Vicksburg Police Capt. Mark Culbertson, who had worked with Redick since 1977, said he will remember Redick as someone who really cared about his officers.

“You just remember always seeing him around town and you’d say, Hi, Chief Redick,’ and that’s the way I remember him,” Culbertson said.

Warren County Sheriff Martin Pace, who was an intern under Redick at the police department in 1979, said Redick was always a very professional officer.

“I always admired him and looked up to him,” Pace said.

Redick had also been the director of security at the former Kuhn Memorial Hospital for a time and was a veteran of War World II and the Korean War.

He was a member of Locust Grove M.B. Church and a member of the Tyner-Ford Post 213 American Legion and Southern Operators C.B. Club.

“I’ve known Chief Redick for a very, long time, since we were little boys, and he’s always been a very kind and compassionate man, not just as a Vicksburg police officer, but as a human being,” said Walker, now on the faculty at Jackson State University.

Redick, whose nickname was “Billy,” was the organist at his church and had occasionally played with local groups including the Corvettes and the Red Tops.

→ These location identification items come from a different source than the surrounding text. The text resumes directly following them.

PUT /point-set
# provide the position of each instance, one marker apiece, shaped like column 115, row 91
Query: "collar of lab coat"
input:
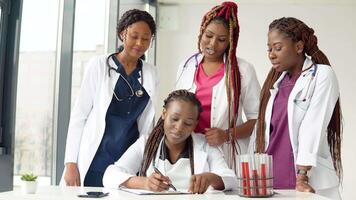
column 200, row 156
column 147, row 83
column 308, row 63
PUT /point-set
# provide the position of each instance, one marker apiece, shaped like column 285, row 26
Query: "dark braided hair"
column 296, row 30
column 133, row 16
column 157, row 133
column 226, row 13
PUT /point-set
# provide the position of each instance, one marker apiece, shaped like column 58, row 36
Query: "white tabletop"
column 64, row 193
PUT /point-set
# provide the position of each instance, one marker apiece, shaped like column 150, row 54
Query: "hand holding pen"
column 163, row 179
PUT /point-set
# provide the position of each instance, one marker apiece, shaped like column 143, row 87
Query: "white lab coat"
column 206, row 159
column 249, row 99
column 308, row 121
column 87, row 122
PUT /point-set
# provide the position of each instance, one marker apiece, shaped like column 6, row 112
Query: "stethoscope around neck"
column 307, row 94
column 137, row 93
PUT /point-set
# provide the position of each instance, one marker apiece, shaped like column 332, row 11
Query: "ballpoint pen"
column 169, row 184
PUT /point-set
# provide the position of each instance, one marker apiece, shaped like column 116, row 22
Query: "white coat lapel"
column 200, row 156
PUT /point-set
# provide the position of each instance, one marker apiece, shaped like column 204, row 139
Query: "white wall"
column 334, row 23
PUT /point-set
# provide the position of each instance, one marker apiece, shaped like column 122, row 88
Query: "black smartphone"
column 94, row 194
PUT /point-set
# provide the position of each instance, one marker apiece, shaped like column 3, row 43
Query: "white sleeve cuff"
column 306, row 159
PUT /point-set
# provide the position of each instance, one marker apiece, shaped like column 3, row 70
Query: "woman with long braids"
column 224, row 84
column 299, row 120
column 115, row 104
column 184, row 159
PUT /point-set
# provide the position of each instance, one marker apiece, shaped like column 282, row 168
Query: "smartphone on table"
column 94, row 194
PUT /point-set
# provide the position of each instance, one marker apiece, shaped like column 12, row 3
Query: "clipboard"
column 147, row 192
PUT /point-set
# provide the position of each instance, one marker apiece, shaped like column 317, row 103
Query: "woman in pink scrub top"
column 225, row 85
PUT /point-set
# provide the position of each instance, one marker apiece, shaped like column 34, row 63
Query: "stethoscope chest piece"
column 139, row 93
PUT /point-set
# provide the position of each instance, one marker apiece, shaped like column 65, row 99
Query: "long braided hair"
column 226, row 13
column 296, row 30
column 157, row 133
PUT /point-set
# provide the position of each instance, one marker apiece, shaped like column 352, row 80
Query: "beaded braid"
column 296, row 30
column 157, row 133
column 227, row 12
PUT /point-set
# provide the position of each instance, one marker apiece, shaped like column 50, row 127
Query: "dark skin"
column 213, row 45
column 180, row 119
column 136, row 40
column 287, row 55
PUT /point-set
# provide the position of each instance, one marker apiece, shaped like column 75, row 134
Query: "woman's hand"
column 157, row 182
column 216, row 136
column 72, row 176
column 199, row 183
column 302, row 184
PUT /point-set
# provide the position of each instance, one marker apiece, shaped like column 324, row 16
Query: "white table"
column 68, row 193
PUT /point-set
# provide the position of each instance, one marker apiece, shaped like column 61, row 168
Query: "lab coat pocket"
column 323, row 176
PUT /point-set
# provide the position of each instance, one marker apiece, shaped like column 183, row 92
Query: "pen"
column 169, row 184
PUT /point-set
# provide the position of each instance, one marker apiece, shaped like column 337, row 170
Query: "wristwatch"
column 302, row 172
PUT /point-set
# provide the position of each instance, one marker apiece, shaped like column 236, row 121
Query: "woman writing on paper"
column 184, row 158
column 114, row 105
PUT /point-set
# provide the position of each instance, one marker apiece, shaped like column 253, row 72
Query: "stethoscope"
column 138, row 93
column 307, row 94
column 195, row 56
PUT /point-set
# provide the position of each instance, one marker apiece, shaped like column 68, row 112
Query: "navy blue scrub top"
column 121, row 129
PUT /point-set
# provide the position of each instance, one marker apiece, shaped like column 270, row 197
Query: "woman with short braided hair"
column 183, row 158
column 299, row 120
column 226, row 85
column 115, row 103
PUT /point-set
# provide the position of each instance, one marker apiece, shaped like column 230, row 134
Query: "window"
column 35, row 90
column 89, row 37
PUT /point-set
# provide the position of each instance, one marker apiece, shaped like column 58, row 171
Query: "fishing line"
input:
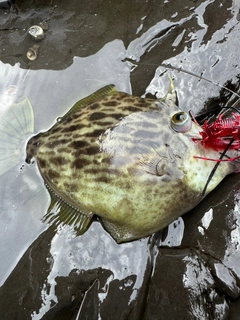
column 215, row 167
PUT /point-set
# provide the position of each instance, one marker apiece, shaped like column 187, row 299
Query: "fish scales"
column 118, row 157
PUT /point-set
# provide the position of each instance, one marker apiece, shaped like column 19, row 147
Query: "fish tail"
column 16, row 123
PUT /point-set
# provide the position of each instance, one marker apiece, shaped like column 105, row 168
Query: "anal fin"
column 61, row 213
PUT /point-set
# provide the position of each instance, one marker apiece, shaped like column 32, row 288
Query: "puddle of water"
column 194, row 51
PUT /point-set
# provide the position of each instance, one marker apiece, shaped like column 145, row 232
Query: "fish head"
column 126, row 159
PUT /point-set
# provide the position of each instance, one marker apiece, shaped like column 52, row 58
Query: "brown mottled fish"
column 125, row 159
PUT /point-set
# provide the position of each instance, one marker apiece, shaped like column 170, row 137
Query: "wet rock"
column 183, row 285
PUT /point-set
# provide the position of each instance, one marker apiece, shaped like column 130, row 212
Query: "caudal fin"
column 16, row 123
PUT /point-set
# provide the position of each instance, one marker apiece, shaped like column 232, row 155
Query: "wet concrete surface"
column 190, row 270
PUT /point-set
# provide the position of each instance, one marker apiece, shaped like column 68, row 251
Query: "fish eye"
column 181, row 122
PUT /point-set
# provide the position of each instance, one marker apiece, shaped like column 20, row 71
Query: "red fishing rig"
column 220, row 135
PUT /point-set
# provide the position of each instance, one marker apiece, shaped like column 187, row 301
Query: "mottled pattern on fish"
column 120, row 159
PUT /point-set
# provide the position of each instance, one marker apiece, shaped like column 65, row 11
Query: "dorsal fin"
column 99, row 94
column 61, row 213
column 16, row 123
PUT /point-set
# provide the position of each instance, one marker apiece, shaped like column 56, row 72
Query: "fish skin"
column 119, row 158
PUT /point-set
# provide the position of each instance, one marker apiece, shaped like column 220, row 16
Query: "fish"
column 135, row 163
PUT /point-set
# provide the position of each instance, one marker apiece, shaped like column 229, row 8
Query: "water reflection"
column 180, row 39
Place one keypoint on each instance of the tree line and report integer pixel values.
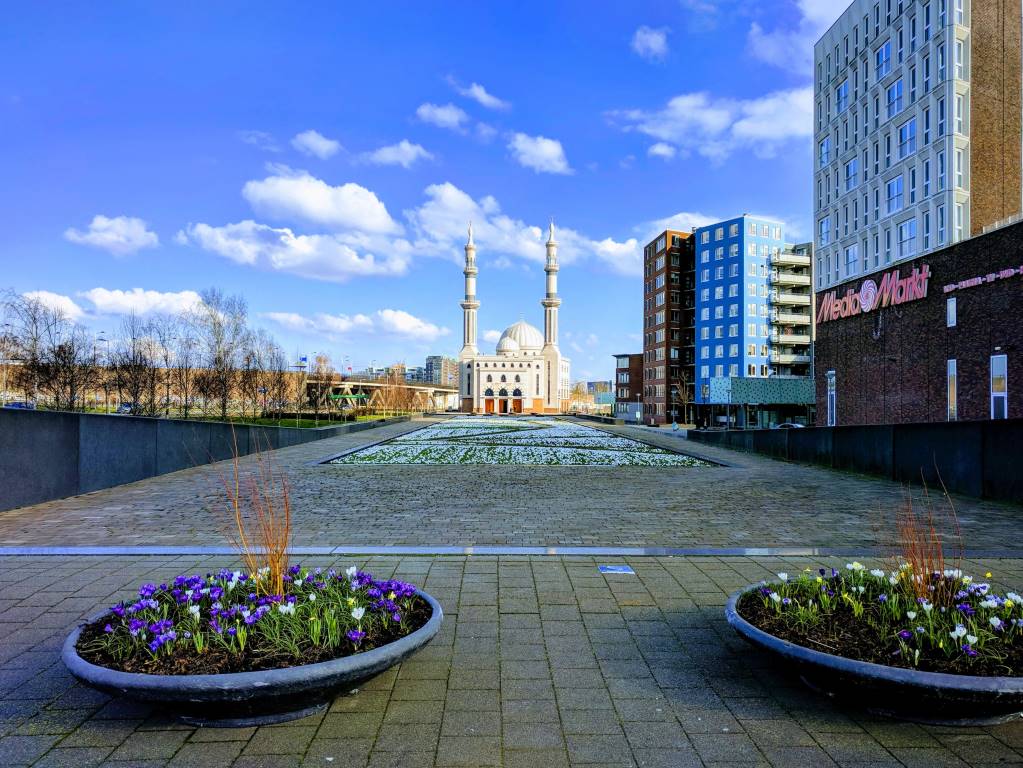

He was preceded in death by his parents, Prince and Elizabeth Redick; a brother, Sheffield Redick, and a sister, Artimease Redick.

He is survived by his wife, Eunice Redick; two sons, Ozell Stewart of Fort Wayne, Ind., and Mark Winters of Vicksburg; six daughters, Elizabeth Tennessee of Chicago, Celestine Jackson of Memphis, Delvia Dunning, Zandra Mendoza of Fort Wayne and Sandra Boyd and Angela Moore of Vicksburg; one sister, Dorothy Carr of Lansing, Mich.; 16 grandchildren and 16 great-grandchildren.

Services will be at 1 p.m. Sunday at City Auditorium. Burial will follow at Cedar Hill Cemetery under the direction of W.H. Jefferson Funeral Home.